Reading first the introduction to a vitamin primer, and then Protein Power, by Drs Michael and Mary Dan Eades first awakened me to the possibilities of low-carb, high fat diets for the treatment of inflammation and autoimmune disease. I'd like to thank the Drs Eades for writing books that became popular enough to become ubiquitous (and thus arrive at the Op Shops I get my books from) while remaining readable.
Here's one of my favourite NASH papers, just an abstract from a poster presentation at a conference - but how on earth does anyone get an omega 3:6 ratio of 1:144? Note that no-one here had 3:6 in or near the adaptive range of 1:1 - 1:5.

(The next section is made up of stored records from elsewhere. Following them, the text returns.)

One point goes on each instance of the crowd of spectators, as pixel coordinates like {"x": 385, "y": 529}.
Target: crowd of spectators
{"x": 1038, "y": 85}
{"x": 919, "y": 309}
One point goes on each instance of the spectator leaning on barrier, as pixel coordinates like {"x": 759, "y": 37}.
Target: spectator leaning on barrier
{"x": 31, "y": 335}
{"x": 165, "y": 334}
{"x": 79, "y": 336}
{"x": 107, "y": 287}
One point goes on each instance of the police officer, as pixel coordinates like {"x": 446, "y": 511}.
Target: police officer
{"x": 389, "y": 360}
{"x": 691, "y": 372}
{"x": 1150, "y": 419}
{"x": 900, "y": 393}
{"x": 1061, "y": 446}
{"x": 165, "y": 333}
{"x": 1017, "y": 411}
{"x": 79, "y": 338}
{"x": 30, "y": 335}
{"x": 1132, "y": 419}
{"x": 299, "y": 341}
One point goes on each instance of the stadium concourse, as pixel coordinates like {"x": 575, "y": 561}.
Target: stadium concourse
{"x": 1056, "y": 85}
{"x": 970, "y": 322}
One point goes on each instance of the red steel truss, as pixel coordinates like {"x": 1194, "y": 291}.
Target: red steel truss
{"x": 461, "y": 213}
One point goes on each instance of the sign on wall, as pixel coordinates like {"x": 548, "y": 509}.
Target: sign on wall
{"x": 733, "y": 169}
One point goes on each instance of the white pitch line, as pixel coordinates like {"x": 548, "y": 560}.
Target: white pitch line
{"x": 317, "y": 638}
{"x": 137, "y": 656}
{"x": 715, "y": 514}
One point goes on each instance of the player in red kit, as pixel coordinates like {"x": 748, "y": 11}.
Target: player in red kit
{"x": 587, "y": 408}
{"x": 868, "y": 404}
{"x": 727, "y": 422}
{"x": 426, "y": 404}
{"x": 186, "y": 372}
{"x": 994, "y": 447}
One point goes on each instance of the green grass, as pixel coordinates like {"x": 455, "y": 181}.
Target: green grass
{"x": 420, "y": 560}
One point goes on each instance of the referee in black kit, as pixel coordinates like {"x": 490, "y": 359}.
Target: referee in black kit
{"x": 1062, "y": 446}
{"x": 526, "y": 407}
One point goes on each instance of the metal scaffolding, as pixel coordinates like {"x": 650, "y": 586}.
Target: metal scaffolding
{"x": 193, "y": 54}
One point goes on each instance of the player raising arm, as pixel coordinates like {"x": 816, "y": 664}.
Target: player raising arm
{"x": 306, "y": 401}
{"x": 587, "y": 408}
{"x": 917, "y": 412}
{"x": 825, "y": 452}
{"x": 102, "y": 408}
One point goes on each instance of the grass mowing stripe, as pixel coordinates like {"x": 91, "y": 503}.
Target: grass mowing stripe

POLYUNSATURATED FATTY ACID COMPOSITION IN ERYTHROCYTE LIPID MEMBRANES IN NASH: UNEXPECTED HETEROGENEITY IN THE N6-N3 RATIO
University of Virginia, Charlottesville, VA, USA. *email@example.com
Methods: 15 patients (10 female) underwent analysis of erythrocyte lipid composition using capillary gas chromatography (Metametrix, Duluth, GA) to determine the AA:EPA ratio. The mean age was 50 ± 13 years all with liver biopsy NAS score ≥ 5 and a range of non-cirrhotic fibrosis stages of stage 1 (n = 6), stage 2 (n = 5) and stage 3 (n = 4).
Results: The mean AA:EPA was 65 ± 34 reflecting a relative excess of n-6 PUFA overall. However, a broad range was noted from 15 to 144 AA:EPA. Dividing the group into quintiles of the reference range, 9 of the patients fell into the highest (5th) quintile (AA:EPA = 84 ± 30) compared to the remaining 6 patients (AA:EPA = 36 ± 16, p = 0.001). There was no statistically significant difference in the histological stage between these groups (fibrosis score = 2 ± 0.9 versus 1.7 ± 0.8) although the higher AA:EPA group was significantly older (55±12 versus 39±12, p=0.01).
Conclusion: There is heterogeneity of AA:EPA in non-cirrhotic NASH patients and an age-related increase in n-6 to n-3 PUFA evident in the AA:EPA ratio of erythrocyte lipids. Further work is needed to understand if this reflects dietary differences and how this might influence response to omega-3 fatty acid therapy.
Here is a discussion of changing omega 3:6 in the US food supply: "The ratio of total n−6 to n−3 was 5.4 in 1909 and 9.6 in 1999". Average intake of omega 6 has always been sufficient but has become excessive, intake of omega 3 has always been inadequate.